Introduction Stroke is the leading cause of long-term morbidity in the developed world. Despite advances in medical care the absolute number of strokes is likely to increase in the coming decades as a result of ageing population. Furthermore, up to 25% of strokes occur in patients who previously suffered a stroke or a transient ischaemic attack (TIA). Effective stroke prevention strategies are therefore crucial. Whilst the evidence for stroke rehabilitation is well established, the evidence for structured secondary prevention programmes that address the risk factors for stroke (smoking, poor diet, sedentary behaviour, blood pressure, dyslipidaemia) is less well so. Here, we describe the results of a community-based preventive cardiology programme on a stroke/TIA population.
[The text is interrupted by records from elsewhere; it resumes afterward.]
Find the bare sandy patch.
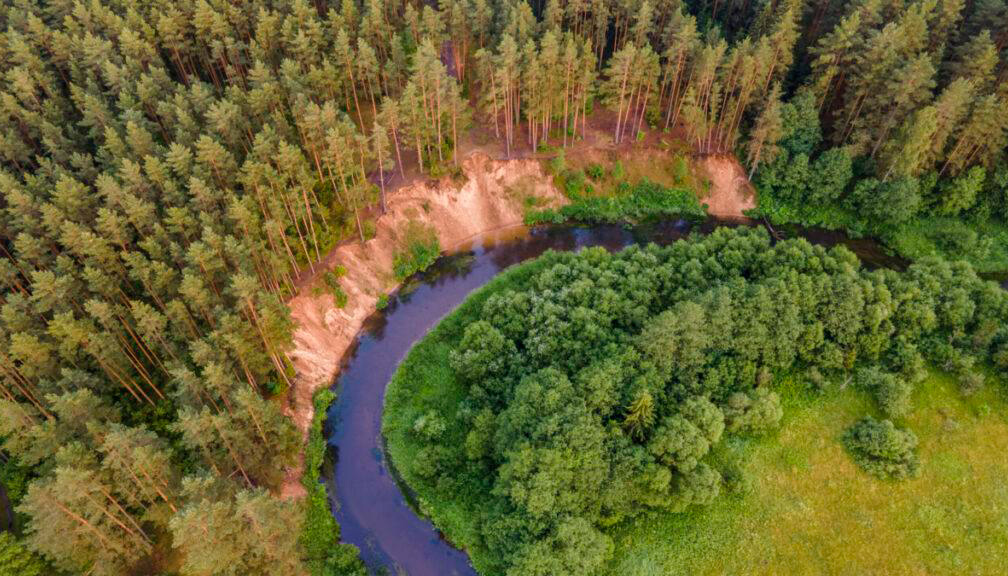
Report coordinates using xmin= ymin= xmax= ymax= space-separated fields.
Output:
xmin=694 ymin=154 xmax=756 ymax=218
xmin=280 ymin=152 xmax=565 ymax=498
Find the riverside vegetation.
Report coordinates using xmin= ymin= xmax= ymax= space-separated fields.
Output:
xmin=0 ymin=0 xmax=1008 ymax=576
xmin=384 ymin=228 xmax=1008 ymax=576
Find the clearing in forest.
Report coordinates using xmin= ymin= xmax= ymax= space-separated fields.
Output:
xmin=612 ymin=374 xmax=1008 ymax=576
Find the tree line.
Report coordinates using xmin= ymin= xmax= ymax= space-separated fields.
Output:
xmin=384 ymin=228 xmax=1008 ymax=576
xmin=0 ymin=0 xmax=1006 ymax=575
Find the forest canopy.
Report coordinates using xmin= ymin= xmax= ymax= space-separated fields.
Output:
xmin=0 ymin=0 xmax=1008 ymax=576
xmin=384 ymin=228 xmax=1008 ymax=576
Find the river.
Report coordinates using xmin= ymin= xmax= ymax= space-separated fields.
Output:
xmin=323 ymin=220 xmax=923 ymax=576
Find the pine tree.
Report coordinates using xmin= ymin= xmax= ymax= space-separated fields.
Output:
xmin=747 ymin=85 xmax=783 ymax=179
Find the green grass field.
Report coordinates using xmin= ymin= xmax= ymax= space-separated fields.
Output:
xmin=383 ymin=258 xmax=1008 ymax=576
xmin=612 ymin=374 xmax=1008 ymax=576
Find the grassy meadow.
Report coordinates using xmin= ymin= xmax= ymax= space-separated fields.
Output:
xmin=383 ymin=249 xmax=1008 ymax=576
xmin=612 ymin=374 xmax=1008 ymax=576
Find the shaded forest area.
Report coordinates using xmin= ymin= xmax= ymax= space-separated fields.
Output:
xmin=0 ymin=0 xmax=1008 ymax=576
xmin=383 ymin=228 xmax=1008 ymax=576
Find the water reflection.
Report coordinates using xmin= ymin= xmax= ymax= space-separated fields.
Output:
xmin=325 ymin=219 xmax=979 ymax=576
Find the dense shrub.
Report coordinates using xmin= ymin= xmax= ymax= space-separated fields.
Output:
xmin=858 ymin=366 xmax=913 ymax=418
xmin=385 ymin=228 xmax=1008 ymax=576
xmin=844 ymin=418 xmax=920 ymax=479
xmin=525 ymin=179 xmax=707 ymax=225
xmin=392 ymin=222 xmax=440 ymax=280
xmin=300 ymin=388 xmax=367 ymax=576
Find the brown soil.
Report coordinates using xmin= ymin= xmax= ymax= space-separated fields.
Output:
xmin=280 ymin=117 xmax=756 ymax=498
xmin=694 ymin=154 xmax=756 ymax=218
xmin=280 ymin=152 xmax=564 ymax=498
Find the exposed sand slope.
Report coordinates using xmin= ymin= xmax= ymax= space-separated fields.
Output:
xmin=281 ymin=152 xmax=564 ymax=497
xmin=694 ymin=154 xmax=756 ymax=218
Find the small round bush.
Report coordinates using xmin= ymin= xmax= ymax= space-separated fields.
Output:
xmin=844 ymin=417 xmax=920 ymax=479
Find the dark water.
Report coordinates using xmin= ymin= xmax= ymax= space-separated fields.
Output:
xmin=324 ymin=220 xmax=915 ymax=576
xmin=0 ymin=482 xmax=14 ymax=532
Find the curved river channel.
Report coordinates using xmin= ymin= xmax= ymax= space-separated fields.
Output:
xmin=323 ymin=220 xmax=943 ymax=576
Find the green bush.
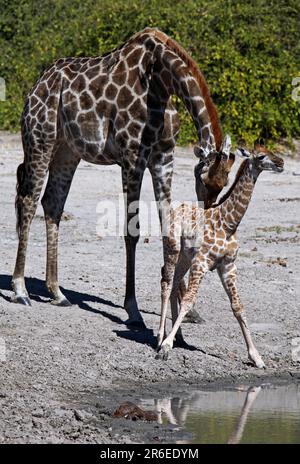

Methods Patients who had either a stroke or a TIA were invited to attend a community-based 16 week preventive cardiology programme delivered by a multi-disciplinary team (nurse, dietician, and physiotherapist) which included a weekly education and supervised exercise session. The foundation of the programme was healthy lifestyle change, but also the management of risk factors through the prescription of appropriate cardioprotective medication. An assessment was undertaken at baseline, end of programme (EOP) and 1 year follow up (FU) (table 1).

Abstract 25 Table 1

Change in Lifestyle and Medical Risk Factor Outcomes at different time points

Results Between 2009 and 2016 a total of 227 patients were invited to the programme and 224 agreed to participate (response rate 98.7%). Referrals were received from the community and from hospitals. The majority were males (67.8%) with a mean age 65.1±10.6 years. 73.4% attended EOP assessment and 64.7% attended 1 year follow up. Table 1 summarises changes in lifestyle and medical risk factors between initial assessment and EOP and between IA and 1 year FU. By the end of the programme there was evidence of significant improvement in lifestyle, medical risk factors and psychosocial outcomes. The majority of these were maintained at one year.

Conclusions These data show that a nurse-led, community-based multidisciplinary preventive cardiology programme can provide effective secondary prevention for a stroke/TIA population. The improvements in both lifestyle and medical risk factors will also reduce their risk of a future cardiovascular event in the longer term.